In the immediate aftermath of a brand crisis, the way you communicate with your audience is key to moving your brand forward. Be positive. Be fair. Be contrite if needed. This will help your customers reconnect with the brand.
There are going to be occasions when you feel the damaging review is unwarranted and unfair but if you are in the wrong, you must admit it. We all value and appreciate a sincere apology.
4. Unify your team and present a united front
Share the impact of the crisis with your employees and stakeholders by informing them of what has happened and what you intend to do to fix it. If your employees and stakeholders understand and sympathise with your plans to close down the crisis, you are more likely to engage a similar reaction in your customer base too.

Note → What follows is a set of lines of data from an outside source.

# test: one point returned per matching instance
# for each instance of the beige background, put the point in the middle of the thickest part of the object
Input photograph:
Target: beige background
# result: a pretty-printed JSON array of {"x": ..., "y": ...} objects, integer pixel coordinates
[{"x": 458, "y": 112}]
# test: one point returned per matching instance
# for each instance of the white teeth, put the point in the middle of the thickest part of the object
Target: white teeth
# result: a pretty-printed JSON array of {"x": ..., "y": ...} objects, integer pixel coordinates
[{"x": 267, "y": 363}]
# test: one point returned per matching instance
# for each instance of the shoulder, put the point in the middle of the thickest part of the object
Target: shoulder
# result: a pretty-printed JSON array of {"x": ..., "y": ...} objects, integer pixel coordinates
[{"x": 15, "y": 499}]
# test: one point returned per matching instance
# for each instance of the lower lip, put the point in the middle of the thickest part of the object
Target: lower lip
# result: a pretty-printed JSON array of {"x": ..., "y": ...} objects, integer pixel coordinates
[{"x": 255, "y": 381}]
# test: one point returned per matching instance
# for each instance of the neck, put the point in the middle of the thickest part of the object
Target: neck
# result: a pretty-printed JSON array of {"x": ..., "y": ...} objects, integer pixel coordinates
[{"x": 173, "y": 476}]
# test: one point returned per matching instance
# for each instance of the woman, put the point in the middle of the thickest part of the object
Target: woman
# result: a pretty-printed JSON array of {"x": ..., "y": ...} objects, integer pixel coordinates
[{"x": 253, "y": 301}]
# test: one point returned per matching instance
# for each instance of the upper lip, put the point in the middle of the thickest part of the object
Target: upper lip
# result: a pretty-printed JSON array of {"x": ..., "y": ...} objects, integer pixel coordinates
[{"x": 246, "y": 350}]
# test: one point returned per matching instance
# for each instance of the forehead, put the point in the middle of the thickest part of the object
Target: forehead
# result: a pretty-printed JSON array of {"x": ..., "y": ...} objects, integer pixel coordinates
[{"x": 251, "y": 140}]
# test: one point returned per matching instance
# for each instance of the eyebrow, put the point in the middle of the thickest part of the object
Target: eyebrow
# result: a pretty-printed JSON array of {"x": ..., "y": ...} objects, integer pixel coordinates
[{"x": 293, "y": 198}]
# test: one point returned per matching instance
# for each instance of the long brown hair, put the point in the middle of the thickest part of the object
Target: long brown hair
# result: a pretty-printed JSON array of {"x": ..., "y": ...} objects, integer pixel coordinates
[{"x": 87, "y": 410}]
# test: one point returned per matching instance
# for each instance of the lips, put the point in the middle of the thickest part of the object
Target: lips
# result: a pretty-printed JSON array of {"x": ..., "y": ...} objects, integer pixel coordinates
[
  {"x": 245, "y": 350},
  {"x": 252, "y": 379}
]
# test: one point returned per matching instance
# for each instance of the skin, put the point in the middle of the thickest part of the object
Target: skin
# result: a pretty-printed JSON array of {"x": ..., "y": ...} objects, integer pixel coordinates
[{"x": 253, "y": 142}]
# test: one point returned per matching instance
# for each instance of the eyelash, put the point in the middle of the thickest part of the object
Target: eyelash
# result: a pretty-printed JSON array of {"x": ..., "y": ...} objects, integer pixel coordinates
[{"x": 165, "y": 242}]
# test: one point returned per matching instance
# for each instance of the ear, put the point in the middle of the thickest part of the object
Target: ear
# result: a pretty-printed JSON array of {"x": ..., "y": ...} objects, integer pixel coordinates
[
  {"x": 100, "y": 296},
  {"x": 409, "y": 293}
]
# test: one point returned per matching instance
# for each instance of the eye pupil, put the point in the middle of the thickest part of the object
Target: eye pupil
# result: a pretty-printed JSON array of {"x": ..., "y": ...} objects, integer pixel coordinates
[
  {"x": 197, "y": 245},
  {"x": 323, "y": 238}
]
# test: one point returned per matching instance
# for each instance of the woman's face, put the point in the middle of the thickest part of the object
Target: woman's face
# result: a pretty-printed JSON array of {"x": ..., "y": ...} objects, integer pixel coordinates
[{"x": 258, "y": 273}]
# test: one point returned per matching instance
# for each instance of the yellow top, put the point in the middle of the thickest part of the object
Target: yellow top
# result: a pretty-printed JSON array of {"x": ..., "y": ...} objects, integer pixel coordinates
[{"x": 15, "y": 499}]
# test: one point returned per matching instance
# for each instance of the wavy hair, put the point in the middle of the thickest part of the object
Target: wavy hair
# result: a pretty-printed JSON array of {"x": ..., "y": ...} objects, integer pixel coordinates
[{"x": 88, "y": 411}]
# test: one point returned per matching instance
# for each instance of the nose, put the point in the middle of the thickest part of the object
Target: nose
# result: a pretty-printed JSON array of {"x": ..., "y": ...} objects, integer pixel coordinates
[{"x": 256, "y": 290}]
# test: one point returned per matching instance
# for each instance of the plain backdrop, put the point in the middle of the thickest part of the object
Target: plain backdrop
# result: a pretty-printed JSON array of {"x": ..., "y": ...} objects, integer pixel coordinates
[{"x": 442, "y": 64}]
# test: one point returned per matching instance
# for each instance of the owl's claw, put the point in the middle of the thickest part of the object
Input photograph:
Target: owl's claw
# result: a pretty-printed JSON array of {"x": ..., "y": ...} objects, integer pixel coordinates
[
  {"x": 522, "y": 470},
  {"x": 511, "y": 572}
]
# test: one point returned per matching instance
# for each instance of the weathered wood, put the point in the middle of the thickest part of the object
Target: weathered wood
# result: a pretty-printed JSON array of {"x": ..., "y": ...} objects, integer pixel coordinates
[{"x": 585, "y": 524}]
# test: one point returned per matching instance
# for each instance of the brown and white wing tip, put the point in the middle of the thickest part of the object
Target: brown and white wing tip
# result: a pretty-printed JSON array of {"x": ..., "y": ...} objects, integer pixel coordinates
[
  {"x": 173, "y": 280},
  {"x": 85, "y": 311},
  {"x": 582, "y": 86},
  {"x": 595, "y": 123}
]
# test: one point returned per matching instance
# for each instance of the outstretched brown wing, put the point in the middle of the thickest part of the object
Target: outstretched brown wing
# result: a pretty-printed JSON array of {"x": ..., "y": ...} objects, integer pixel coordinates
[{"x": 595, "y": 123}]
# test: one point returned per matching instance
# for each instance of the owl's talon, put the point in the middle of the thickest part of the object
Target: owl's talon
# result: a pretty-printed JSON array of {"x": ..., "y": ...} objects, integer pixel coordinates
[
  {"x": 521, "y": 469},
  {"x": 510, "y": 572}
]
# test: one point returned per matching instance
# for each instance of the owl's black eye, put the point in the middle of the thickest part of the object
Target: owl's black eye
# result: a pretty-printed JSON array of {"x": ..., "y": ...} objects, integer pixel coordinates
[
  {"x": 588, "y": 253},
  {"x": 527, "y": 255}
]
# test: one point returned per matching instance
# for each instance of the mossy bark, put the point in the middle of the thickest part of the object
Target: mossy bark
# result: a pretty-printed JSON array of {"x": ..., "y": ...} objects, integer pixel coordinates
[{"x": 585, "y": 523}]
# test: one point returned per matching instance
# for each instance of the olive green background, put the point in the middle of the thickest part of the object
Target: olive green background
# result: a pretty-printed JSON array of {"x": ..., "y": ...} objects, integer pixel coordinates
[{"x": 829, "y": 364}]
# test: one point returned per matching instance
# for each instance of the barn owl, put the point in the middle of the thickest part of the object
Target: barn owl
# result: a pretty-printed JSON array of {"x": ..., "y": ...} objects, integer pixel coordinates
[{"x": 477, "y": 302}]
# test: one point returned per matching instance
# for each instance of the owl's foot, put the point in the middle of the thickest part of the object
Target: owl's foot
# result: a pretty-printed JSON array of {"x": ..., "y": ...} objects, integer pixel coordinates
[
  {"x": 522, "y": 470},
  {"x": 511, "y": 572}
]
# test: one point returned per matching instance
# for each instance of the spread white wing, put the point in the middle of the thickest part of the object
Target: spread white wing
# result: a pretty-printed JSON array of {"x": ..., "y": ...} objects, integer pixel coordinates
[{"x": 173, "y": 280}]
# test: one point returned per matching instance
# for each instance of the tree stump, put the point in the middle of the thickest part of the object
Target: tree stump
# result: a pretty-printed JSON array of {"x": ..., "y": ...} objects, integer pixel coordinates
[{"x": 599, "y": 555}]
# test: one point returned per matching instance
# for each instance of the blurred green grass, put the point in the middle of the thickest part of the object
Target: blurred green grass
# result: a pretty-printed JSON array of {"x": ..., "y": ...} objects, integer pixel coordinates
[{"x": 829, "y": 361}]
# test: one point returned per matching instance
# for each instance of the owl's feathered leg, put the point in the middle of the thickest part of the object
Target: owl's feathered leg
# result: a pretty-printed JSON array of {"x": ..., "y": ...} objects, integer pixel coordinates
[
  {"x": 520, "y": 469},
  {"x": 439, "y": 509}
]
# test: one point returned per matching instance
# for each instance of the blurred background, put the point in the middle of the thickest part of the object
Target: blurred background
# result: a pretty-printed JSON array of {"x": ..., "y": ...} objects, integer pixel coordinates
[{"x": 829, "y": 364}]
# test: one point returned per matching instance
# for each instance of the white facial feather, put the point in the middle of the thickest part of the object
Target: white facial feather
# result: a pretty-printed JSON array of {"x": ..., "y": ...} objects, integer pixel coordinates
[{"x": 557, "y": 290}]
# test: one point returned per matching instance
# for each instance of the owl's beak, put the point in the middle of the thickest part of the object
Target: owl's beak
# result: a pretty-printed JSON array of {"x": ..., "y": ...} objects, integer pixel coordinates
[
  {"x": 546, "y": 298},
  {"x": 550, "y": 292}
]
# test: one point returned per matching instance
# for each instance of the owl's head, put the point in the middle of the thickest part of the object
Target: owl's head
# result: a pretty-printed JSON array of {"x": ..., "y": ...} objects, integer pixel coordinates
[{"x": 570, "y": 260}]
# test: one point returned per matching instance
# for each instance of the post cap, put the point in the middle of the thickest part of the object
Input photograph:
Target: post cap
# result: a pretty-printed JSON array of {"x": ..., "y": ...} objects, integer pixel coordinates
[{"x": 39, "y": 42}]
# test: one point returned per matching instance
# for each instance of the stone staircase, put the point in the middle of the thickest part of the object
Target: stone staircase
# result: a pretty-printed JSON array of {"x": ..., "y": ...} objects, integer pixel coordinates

It doesn’t matter whether you have rigorously and robustly implemented all the above steps – if one of your executives ‘goes rogue’, this can jeopardise the whole crisis management response. So, make sure all your team is on side and plan any statements you wish to issue in advance so that you are not having to come up with new wording amidst the fallout. Consumers are shaken when the language changes as it generates feelings of distrust or disorganisation, so once the course of action has been planned, stay on script. Just one whisper of uncertainty can bury you.
5. Be proactive
Once you have formalised your brand crisis management plan and executives, stakeholders, and employees are prepared – run with it. The faster you are out of the tracks and ready to deal with the situation, the sooner you can douse the flames. Stick to your script but ensure transparency and openness throughout.
In the digital age, much of our time is devoted to social media, browsing through the online photographs and the opinions of others, so it’s important to be prepared for whatever the internet might throw your way. When a situation is about to escalate, knowing how to deal with a potentially destructive brand crisis could save you money, reputation, and respect, paving the way for a successful recovery when everything calms down.